I thought the same thing, just chop the top off and rethread the top... should be good to go. Have you tried soaking the bearings and races in penitrating oil? A few days of soak, a little heat and they might come off.

60wag
01-14-2009, 08:27 PM
Get the races hot and hit them with something heavy. They'll come off the spindle. Hopefully you can also get the outer races out of the bumper. A complete new bearing assembly will make it work right for the next ten years.

LARGEONE
01-15-2009, 05:37 PM
Do I just put the heat on the races? Will a propane torch (for sweating copper pipe) work for heat, or does it need to be something hotter?

I contacted TJM and these are the bearing numbers they gave me.

LM11910, LM11949 and LM67010, LM67048

I don't know anything about bearings...I assume there are separate part numbers for each side of both bearings? Will Whistler Bearing be able to take these numbers and get me what I need?

As for the races in the bumper...I'm going to start hitting it with "liquid wrench" (someone mentioned something better, but I can't remember the name) starting tonight and then when I get back from Portland next week, I'm going to try to get them out without making them unusable in case I'm unsuccessful.

Thanks to all for help! P

Mendocino
01-15-2009, 05:54 PM
Do you have a cut off wheel or a grinder? That can prove effective as well.

subzali
01-16-2009, 01:49 PM
pb blaster is well known for its penetrating qualities, and my guess is you may be able to get by with a propane torch. It's worth a try if that's what you already have. I was able to use just a propane torch to heat up my ring gear enough to slide it onto my differential carrier, so that might be enough to get the bearings off.

LARGEONE
01-22-2009, 11:42 PM
OK...just an update to my original thread.
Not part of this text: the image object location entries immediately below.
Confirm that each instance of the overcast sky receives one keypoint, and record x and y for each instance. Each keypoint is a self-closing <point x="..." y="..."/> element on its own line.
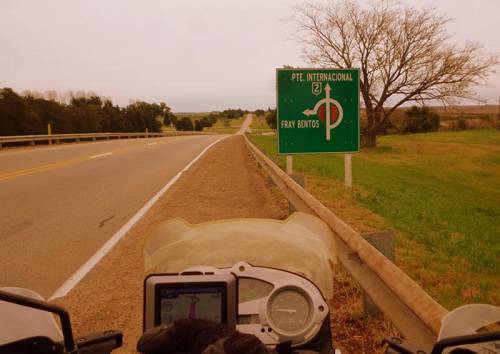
<point x="197" y="55"/>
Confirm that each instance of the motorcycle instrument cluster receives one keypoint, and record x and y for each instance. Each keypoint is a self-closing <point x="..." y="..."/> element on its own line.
<point x="274" y="305"/>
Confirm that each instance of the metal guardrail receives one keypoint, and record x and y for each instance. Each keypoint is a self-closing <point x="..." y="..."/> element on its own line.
<point x="32" y="139"/>
<point x="414" y="313"/>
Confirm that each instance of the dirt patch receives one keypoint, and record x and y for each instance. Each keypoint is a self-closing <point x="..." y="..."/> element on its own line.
<point x="224" y="184"/>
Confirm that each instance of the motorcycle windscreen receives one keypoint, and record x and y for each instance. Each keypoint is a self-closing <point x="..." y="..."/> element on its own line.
<point x="302" y="244"/>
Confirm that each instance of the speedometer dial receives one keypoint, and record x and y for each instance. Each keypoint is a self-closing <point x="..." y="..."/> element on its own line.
<point x="289" y="310"/>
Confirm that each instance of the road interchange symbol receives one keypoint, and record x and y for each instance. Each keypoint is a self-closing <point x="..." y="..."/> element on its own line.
<point x="327" y="101"/>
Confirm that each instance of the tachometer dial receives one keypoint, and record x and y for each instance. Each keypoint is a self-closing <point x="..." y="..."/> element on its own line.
<point x="289" y="310"/>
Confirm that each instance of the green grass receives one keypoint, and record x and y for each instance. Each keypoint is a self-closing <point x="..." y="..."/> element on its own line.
<point x="441" y="191"/>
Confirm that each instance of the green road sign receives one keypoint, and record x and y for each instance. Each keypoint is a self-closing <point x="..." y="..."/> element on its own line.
<point x="318" y="110"/>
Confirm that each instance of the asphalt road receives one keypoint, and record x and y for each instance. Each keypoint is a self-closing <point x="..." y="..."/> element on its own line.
<point x="60" y="204"/>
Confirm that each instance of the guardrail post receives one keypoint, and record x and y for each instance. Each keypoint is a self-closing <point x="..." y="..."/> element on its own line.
<point x="383" y="241"/>
<point x="289" y="165"/>
<point x="301" y="181"/>
<point x="49" y="133"/>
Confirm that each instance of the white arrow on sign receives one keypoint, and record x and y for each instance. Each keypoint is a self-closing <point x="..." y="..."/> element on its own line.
<point x="327" y="100"/>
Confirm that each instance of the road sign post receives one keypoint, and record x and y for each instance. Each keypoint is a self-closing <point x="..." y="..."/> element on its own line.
<point x="318" y="112"/>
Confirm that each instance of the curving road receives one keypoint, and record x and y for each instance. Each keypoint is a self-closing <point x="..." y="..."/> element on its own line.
<point x="60" y="204"/>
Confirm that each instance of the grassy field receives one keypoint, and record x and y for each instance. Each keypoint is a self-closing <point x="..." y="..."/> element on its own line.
<point x="439" y="191"/>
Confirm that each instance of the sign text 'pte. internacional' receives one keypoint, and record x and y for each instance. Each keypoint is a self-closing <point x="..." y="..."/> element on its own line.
<point x="317" y="110"/>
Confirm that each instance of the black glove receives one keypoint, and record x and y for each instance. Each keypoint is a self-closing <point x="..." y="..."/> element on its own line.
<point x="199" y="337"/>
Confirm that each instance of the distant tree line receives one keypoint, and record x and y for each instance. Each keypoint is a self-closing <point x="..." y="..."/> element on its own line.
<point x="189" y="124"/>
<point x="29" y="114"/>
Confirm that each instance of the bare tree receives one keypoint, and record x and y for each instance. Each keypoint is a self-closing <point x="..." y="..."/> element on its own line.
<point x="403" y="55"/>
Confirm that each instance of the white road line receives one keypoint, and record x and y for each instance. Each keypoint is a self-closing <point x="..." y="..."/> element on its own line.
<point x="101" y="155"/>
<point x="74" y="279"/>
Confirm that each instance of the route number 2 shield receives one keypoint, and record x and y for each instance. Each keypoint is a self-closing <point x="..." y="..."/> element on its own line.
<point x="317" y="110"/>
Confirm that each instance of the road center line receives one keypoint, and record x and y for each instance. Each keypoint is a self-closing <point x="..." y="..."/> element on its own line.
<point x="74" y="279"/>
<point x="101" y="155"/>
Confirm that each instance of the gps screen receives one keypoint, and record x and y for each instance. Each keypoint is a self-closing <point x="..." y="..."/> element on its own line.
<point x="192" y="302"/>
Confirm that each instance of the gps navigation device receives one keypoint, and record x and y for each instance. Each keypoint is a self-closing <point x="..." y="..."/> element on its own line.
<point x="190" y="296"/>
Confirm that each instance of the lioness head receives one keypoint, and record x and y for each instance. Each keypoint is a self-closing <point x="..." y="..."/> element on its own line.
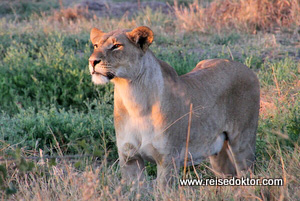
<point x="117" y="53"/>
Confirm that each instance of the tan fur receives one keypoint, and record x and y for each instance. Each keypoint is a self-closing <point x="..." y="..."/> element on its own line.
<point x="151" y="107"/>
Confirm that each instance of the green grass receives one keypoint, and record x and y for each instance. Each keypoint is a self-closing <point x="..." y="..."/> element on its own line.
<point x="47" y="102"/>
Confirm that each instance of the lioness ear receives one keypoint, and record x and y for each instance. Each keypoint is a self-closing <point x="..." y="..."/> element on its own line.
<point x="95" y="34"/>
<point x="141" y="36"/>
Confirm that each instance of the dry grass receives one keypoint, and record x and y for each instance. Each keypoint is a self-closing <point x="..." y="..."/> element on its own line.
<point x="243" y="15"/>
<point x="71" y="14"/>
<point x="103" y="183"/>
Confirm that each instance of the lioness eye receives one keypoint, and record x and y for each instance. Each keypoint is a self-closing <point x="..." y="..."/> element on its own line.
<point x="116" y="46"/>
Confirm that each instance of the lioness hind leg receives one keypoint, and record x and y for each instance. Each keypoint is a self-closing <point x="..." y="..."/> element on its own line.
<point x="132" y="169"/>
<point x="236" y="155"/>
<point x="243" y="150"/>
<point x="221" y="163"/>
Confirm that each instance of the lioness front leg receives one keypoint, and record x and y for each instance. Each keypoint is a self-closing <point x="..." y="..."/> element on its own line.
<point x="132" y="168"/>
<point x="166" y="173"/>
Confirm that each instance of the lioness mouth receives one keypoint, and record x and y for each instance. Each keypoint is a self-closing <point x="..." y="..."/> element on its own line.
<point x="108" y="75"/>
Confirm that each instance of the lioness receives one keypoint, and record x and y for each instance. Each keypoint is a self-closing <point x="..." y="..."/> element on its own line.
<point x="152" y="103"/>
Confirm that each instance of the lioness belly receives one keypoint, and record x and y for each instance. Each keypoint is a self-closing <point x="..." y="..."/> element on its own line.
<point x="139" y="138"/>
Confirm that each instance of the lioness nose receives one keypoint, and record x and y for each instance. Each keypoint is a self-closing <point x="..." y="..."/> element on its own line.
<point x="94" y="62"/>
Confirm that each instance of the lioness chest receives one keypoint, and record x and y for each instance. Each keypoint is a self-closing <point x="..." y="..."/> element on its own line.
<point x="140" y="136"/>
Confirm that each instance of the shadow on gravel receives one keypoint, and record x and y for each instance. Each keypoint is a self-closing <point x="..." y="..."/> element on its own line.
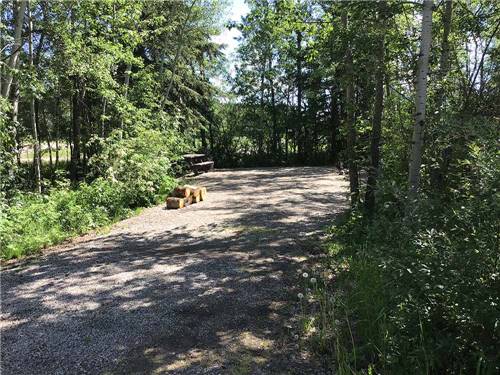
<point x="190" y="300"/>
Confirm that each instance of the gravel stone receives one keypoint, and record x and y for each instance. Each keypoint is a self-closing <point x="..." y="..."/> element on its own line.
<point x="207" y="289"/>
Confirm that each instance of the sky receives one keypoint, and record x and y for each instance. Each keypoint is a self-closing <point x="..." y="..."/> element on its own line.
<point x="236" y="9"/>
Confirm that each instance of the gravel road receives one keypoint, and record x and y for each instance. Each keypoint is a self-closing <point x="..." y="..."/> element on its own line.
<point x="203" y="290"/>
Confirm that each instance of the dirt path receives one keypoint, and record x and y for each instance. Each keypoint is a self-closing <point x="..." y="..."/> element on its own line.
<point x="203" y="290"/>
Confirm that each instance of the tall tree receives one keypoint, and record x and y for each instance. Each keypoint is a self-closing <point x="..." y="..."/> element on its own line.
<point x="36" y="144"/>
<point x="20" y="10"/>
<point x="371" y="183"/>
<point x="420" y="101"/>
<point x="349" y="117"/>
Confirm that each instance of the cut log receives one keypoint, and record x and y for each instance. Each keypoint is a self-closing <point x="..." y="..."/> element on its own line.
<point x="196" y="192"/>
<point x="175" y="202"/>
<point x="182" y="191"/>
<point x="203" y="193"/>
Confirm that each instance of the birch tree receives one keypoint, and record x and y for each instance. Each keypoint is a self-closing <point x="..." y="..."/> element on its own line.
<point x="420" y="101"/>
<point x="16" y="46"/>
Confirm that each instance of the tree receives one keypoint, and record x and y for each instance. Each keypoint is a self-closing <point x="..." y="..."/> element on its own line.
<point x="420" y="101"/>
<point x="378" y="108"/>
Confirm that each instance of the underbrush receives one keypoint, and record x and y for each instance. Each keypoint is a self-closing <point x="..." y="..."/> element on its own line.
<point x="413" y="293"/>
<point x="135" y="172"/>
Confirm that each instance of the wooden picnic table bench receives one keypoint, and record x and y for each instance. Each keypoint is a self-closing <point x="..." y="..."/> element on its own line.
<point x="198" y="162"/>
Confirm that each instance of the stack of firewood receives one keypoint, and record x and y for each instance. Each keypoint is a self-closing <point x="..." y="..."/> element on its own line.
<point x="186" y="195"/>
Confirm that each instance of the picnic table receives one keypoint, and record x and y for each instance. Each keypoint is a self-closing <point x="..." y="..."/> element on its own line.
<point x="198" y="162"/>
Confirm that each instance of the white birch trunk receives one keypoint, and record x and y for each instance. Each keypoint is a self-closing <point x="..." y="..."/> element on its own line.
<point x="16" y="47"/>
<point x="420" y="101"/>
<point x="36" y="143"/>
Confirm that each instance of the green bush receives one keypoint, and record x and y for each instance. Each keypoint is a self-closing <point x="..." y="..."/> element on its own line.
<point x="136" y="172"/>
<point x="420" y="293"/>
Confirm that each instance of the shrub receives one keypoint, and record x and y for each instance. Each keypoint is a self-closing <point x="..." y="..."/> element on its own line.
<point x="137" y="172"/>
<point x="420" y="292"/>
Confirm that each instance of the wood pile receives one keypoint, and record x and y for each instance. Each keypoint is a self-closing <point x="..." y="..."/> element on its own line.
<point x="183" y="196"/>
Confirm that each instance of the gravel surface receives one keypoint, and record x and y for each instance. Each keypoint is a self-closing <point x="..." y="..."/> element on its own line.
<point x="208" y="289"/>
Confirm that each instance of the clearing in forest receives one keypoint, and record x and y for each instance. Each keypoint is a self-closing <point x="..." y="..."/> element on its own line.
<point x="209" y="288"/>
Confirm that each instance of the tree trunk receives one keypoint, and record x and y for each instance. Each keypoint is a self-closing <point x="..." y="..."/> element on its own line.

I was able to get the bearings off the spindle by hitting the spindle with this FREEZE SPRAY from loctite.

Then, the end of the spindle was "mushroomed" so badly that the threads were actually narrowed and the nut wouldn't even come close to going back on. So, I borrowed a thread file from work, ground the mushroomed section down a little to reduce the diameter, then went to work on the threads. After about an hour of filing, the nut could barely be forced on with lubricating oil. So, I arranged to get a die to try to re-thread the spindle, but when I tried the nut the next day it went on with ease!!! All of the filing, grinding, and friction from forcing the nut on the spindle, heated both the spindle and nut so much that they both expanded, preventing the nut from going on. I was relieved that I wouldn't have to try to re-thread the spindle!

So, it's back together and swinging so much easier than when I bought the truck. I'm glad it's fixed.

I will probably try to add a grease zerk whenever I eventually have to take the bumper off for another reason. Until then, I'll just monitor performance and re-grease as necessary.

Thanks again for the help and advice from club members.

Paul

Rezarf
01-23-2009, 09:36 AM
Great job! Nice when everything actually works out the way you planned... wait, I have never had that happen before, how does it feel??